Human error, automation and the world of financial processing
Advancements in technology have played a major part in improving reporting across the financial sector. While traditional reporting saw paper-based, manual processes that required an immense amount of time, resources, and money, technology enabled organisations to efficiently streamline processes despite the increasing amount of data.
Though the uptake of digitisation has increased, many of today’s organisations are still limited by old processes and legacy systems. This is often due to the bandwidth of IT teams and their ability to adopt and manage software, but can also be drawn back to the simple reason of familiarity. Many teams favour using old processes and systems due to the comforts of working with a technology that they already know.

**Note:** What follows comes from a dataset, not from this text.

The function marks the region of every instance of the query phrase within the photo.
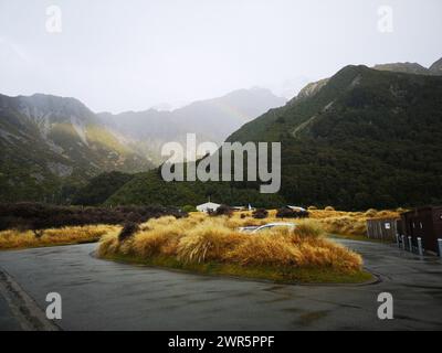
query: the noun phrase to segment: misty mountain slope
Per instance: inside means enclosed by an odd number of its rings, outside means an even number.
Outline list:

Complexities associated with fragmentation
With some organisations using legacy systems, and some embracing digitisation, financial reporting has become an increasingly inconsistent and fragmented process. This disconnect has created room for errors, causing a ripple effect littered with fines and costs to an organisation’s reputation. As the margin for error is so high, and the consequences severe, it’s become a top concern for many organisations. According to a recent Ipsos survey for Shred-It, 53% of C-suite executives and 28% of small business owners cite human error or accidental loss by an outside party as the leading causes of data breaches.
Fixing a single error across multiple spreadsheets, presentations, and reports is a complex process. To do this and ensure accuracy, organisations must spend significant resources – both in terms of costs and employee support. These inconsistencies and risks associated with manual processes are driving the need for financial transformation in organisations all over the world.
Using automation to streamline the reporting process
Connected cars, homes, and devices are considered the norm today. Yet despite this, many organisations still refuse to acknowledge the possible opportunities that can come from looking at the reporting process the same way. By utilising automation to link all values across multiple reports – documents, spreadsheets, and presentation decks – organisations can minimise risk by human error, save money, and improve consistency across the enterprise.
An end-to-end solution can also help streamline the process of document consolidation, production, review, and approval – affecting each phase of the financial reporting framework: gathering, aggregating, and sharing. More broadly, automation can improve upon:
Data Consistency - According to research by EY, nearly 75% of enterprises rely on more than six different reporting systems – such as ERP, CRM, and HCM systems. However, the data within those systems lose context and risk inconsistencies when exported and disconnected from the source. With connected reporting, people, processes, and data are unified to deliver accurate reports required by regulators, leadership, and shareholders.
Collaboration - As legacy processes and disconnected software technologies are inefficient, organisations often rely on cumbersome manual processes, large teams, third-party consultants, and a variety of point solutions to accomplish important tasks. With so many points active in the process, it’s often difficult to track the most accurate and recent version of each document. This is especially true for organisations that work across teams in different locations and time zones. Automation can ensure accuracy across document versions regardless of time, location or language, and can improve collaboration for fast, reliable reporting to management, investors, regulators and the board.
Accurate Reporting - A common challenge within the industry is the continued growth and complexity of many enterprises, with an increasing number of employees and data points spread across the world. This wealth of data is then spread across hundreds of different sources and stored in incompatible formats. By creating a single source of truth, enterprises can trust that all documents, presentations, dashboards and reports are up-to-date and consistent, reducing the risks associated with erroneous information.
Reliance on IT- Integrating a new financial reporting, data wrangling, or risk management tool into the enterprise used mean the IT team had to be involved at every point of the process – from installation to software upgrades. The process was also very convoluted, and IT teams would likely have to schedule multiple hours of downtime to download and install each update. Cloud-based technologies have eliminated the need for IT teams to deliver software patches and upgrades. Platforms on the cloud automatically update in the background, enabling teams to work efficiently without interruption and saving valuable time for IT teams to focus on priorities.
The volume of available data and accompanying regulations will continue to increase over the next few years. Organisations looking to succeed will have to prioritise transparency, efficiency, and auditability when completing their filings, audits, and reports. They must meet these problems with future proof, cloud-based technologies that enable filers to modernise processes, control collaboration, and secure access in an integrated environment. This will become especially important as teams continue to collaborate out of the office and human errors remain a top concern.